While the company has been paying a dividend for a long time, it has cut the dividend at least once in the last 10 years. The dividend has gone from an annual total of $0.68 in 2014 to the most recent total annual payment of $3.08. This means that it has been growing its distributions at 16% per annum over that time. Dividends have grown rapidly over this time, but with cuts in the past we are not certain that this stock will be a reliable source of income in the future.

Dividend Growth May Be Hard To Come By

With a relatively unstable dividend, it’s even more important to evaluate if earnings per share is growing, which could point to a growing dividend in the future. In the last five years, Lear’s earnings per share has shrunk at approximately 7.1% per annum. If the company is making less over time, it naturally follows that it will also have to pay out less in dividends. It’s not all bad news though, as the earnings are predicted to rise over the next 12 months – we would just be a bit cautious until this can turn into a longer term trend.

Our Thoughts On Lear’s Dividend

Overall, it’s nice to see a consistent dividend payment, but we think that longer term, the current level of payment might be unsustainable. The payments haven’t been particularly stable and we don’t see huge growth potential, but with the dividend well covered by cash flows it could prove to be reliable over the short term. Overall, we don’t think this company has the makings of a good income stock.

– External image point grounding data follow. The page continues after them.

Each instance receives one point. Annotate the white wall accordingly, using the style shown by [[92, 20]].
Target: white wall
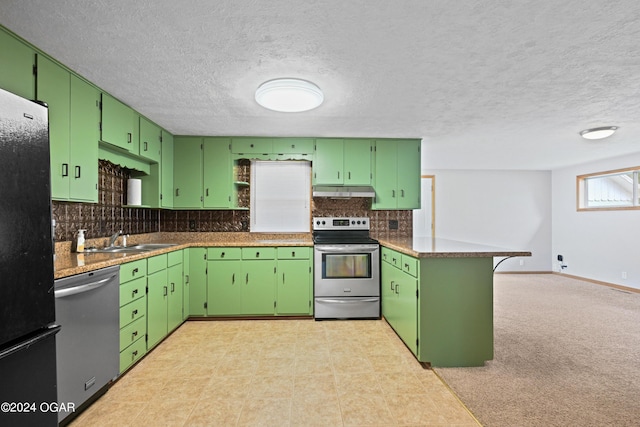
[[509, 209], [595, 245]]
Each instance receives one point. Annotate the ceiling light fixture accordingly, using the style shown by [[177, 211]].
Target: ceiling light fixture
[[289, 95], [598, 133]]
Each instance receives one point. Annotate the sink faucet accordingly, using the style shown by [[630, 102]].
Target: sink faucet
[[114, 237]]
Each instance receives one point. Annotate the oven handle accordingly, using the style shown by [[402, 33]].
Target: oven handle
[[347, 301], [348, 248]]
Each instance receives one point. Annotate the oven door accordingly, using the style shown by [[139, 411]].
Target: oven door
[[344, 270]]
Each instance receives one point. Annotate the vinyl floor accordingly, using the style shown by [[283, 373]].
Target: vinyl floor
[[279, 373]]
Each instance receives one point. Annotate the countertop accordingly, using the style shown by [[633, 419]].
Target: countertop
[[68, 263], [428, 247]]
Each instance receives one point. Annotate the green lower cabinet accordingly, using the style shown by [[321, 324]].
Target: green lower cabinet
[[175, 300], [224, 286], [293, 293], [157, 300], [197, 281]]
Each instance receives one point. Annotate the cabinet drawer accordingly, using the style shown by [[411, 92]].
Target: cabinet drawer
[[133, 332], [133, 270], [293, 252], [410, 265], [392, 257], [214, 254], [258, 253], [132, 353], [156, 263], [132, 290], [133, 311], [174, 258], [251, 145]]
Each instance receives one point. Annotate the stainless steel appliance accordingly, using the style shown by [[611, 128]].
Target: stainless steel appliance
[[88, 349], [346, 269], [27, 309]]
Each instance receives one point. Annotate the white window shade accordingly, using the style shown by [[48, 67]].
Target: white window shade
[[280, 196]]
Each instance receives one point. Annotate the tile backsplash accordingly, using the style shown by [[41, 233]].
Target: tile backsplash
[[109, 215]]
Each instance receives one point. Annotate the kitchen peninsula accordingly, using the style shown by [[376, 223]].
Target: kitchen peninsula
[[437, 294]]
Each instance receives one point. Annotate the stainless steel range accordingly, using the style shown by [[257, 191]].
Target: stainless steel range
[[347, 269]]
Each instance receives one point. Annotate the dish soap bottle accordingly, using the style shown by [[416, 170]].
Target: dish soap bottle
[[80, 241]]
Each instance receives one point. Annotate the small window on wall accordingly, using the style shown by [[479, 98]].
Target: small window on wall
[[609, 190], [280, 196]]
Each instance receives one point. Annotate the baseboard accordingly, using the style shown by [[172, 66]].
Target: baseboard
[[601, 283]]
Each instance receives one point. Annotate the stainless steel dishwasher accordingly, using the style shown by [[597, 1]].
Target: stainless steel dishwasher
[[87, 347]]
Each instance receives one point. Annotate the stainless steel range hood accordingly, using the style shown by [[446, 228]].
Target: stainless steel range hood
[[343, 192]]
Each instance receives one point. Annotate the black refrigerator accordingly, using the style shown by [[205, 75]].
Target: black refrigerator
[[27, 309]]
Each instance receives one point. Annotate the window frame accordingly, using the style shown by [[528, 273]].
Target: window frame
[[581, 180]]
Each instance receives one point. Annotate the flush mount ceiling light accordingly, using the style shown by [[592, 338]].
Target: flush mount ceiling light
[[598, 133], [289, 95]]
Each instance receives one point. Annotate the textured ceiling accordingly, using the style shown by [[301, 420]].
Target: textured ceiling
[[487, 84]]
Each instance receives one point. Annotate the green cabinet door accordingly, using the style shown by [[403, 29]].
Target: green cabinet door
[[258, 286], [386, 175], [157, 299], [197, 281], [120, 124], [174, 305], [187, 172], [186, 282], [150, 136], [328, 161], [53, 84], [16, 71], [217, 174], [293, 286], [224, 287], [409, 174], [83, 139], [166, 171], [357, 161]]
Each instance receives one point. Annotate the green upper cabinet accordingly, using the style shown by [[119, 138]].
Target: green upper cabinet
[[150, 137], [166, 171], [187, 172], [298, 148], [342, 161], [84, 136], [120, 125], [397, 174], [54, 87], [252, 146], [202, 173], [16, 71], [73, 132], [217, 173]]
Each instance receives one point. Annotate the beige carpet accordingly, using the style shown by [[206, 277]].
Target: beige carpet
[[567, 353]]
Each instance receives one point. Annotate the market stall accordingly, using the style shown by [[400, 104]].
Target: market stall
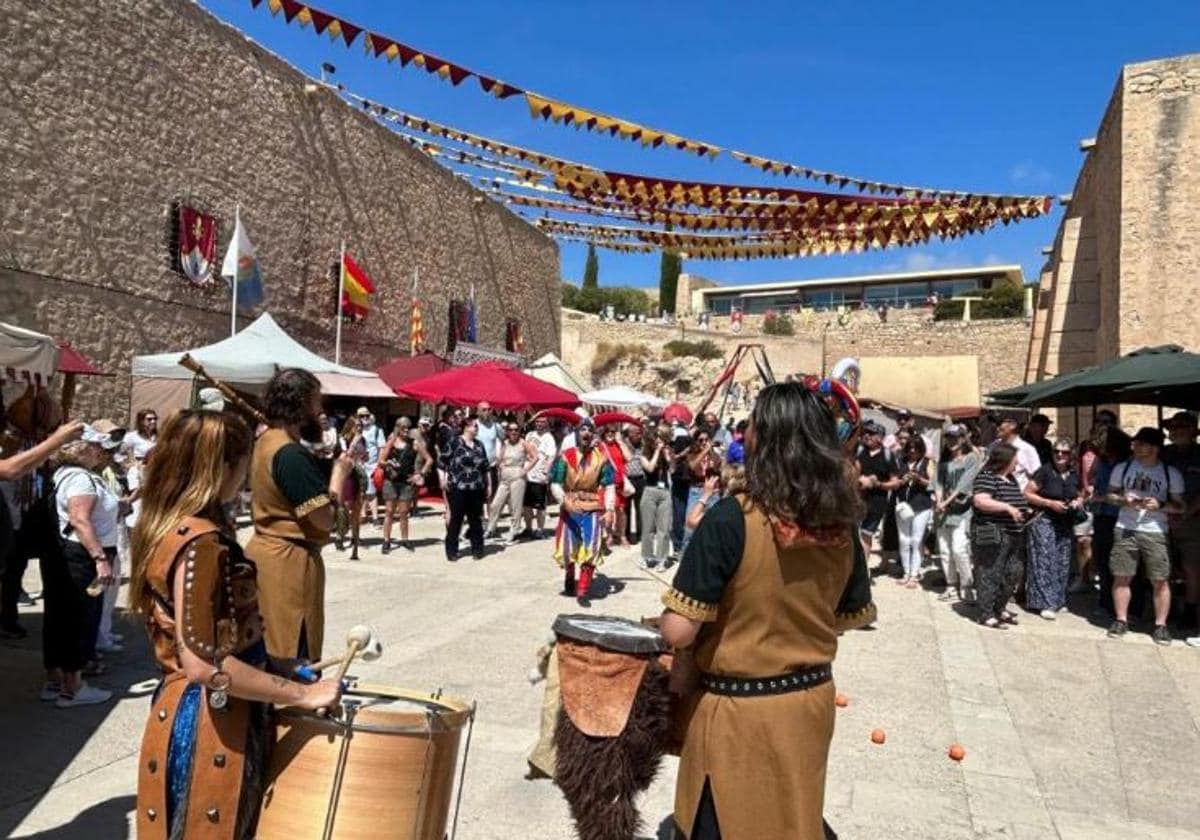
[[246, 361]]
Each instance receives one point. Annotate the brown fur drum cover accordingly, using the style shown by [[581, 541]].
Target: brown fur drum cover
[[600, 777]]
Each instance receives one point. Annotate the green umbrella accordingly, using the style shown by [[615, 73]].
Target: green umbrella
[[1177, 393], [1104, 383]]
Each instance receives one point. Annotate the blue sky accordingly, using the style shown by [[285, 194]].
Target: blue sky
[[981, 96]]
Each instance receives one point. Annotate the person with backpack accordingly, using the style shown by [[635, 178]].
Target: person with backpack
[[1147, 491]]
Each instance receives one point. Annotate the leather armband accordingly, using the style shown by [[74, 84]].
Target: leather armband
[[208, 623]]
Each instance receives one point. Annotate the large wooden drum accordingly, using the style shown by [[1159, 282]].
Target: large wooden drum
[[385, 768]]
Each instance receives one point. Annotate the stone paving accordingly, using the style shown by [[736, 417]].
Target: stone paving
[[1068, 735]]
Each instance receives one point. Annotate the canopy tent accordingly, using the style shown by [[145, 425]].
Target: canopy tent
[[1108, 382], [246, 360], [621, 397], [503, 387], [551, 369], [27, 355], [407, 369]]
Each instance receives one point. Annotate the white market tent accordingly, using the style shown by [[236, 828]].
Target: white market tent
[[246, 360], [27, 355], [621, 397], [551, 369]]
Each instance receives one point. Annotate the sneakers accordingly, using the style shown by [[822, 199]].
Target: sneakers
[[85, 695]]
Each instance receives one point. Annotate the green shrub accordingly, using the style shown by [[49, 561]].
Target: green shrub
[[1006, 300], [699, 349], [775, 324], [607, 357], [624, 300]]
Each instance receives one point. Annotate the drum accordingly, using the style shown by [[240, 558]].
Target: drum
[[385, 768]]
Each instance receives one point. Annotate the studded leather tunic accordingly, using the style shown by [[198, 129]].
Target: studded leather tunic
[[220, 792]]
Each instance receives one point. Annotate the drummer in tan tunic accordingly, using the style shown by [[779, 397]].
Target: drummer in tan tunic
[[768, 580], [293, 507]]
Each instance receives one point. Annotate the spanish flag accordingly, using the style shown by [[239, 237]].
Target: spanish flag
[[357, 288]]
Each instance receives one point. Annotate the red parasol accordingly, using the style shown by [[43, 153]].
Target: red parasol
[[408, 369], [606, 418], [561, 414], [677, 413], [503, 387]]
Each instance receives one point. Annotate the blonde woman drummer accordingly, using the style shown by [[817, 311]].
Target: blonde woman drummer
[[205, 742]]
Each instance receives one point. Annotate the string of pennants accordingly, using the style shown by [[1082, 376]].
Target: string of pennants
[[555, 111]]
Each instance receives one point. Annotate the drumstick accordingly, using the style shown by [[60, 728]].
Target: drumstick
[[228, 393]]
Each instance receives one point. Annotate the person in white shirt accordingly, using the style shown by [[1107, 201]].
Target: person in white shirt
[[373, 439], [539, 477], [1027, 459], [1147, 492], [75, 580]]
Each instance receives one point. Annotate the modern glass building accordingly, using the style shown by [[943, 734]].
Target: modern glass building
[[894, 291]]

Investors generally tend to favour companies with a consistent, stable dividend policy as opposed to those operating an irregular one. Meanwhile, despite the importance of dividend payments, they are not the only factors our readers should know when assessing a company. Taking the debate a bit further, we’ve identified 2 warning signs for Lear that investors need to be conscious of moving forward. If you are a dividend investor, you might also want to look at our curated list of high yield dividend stocks.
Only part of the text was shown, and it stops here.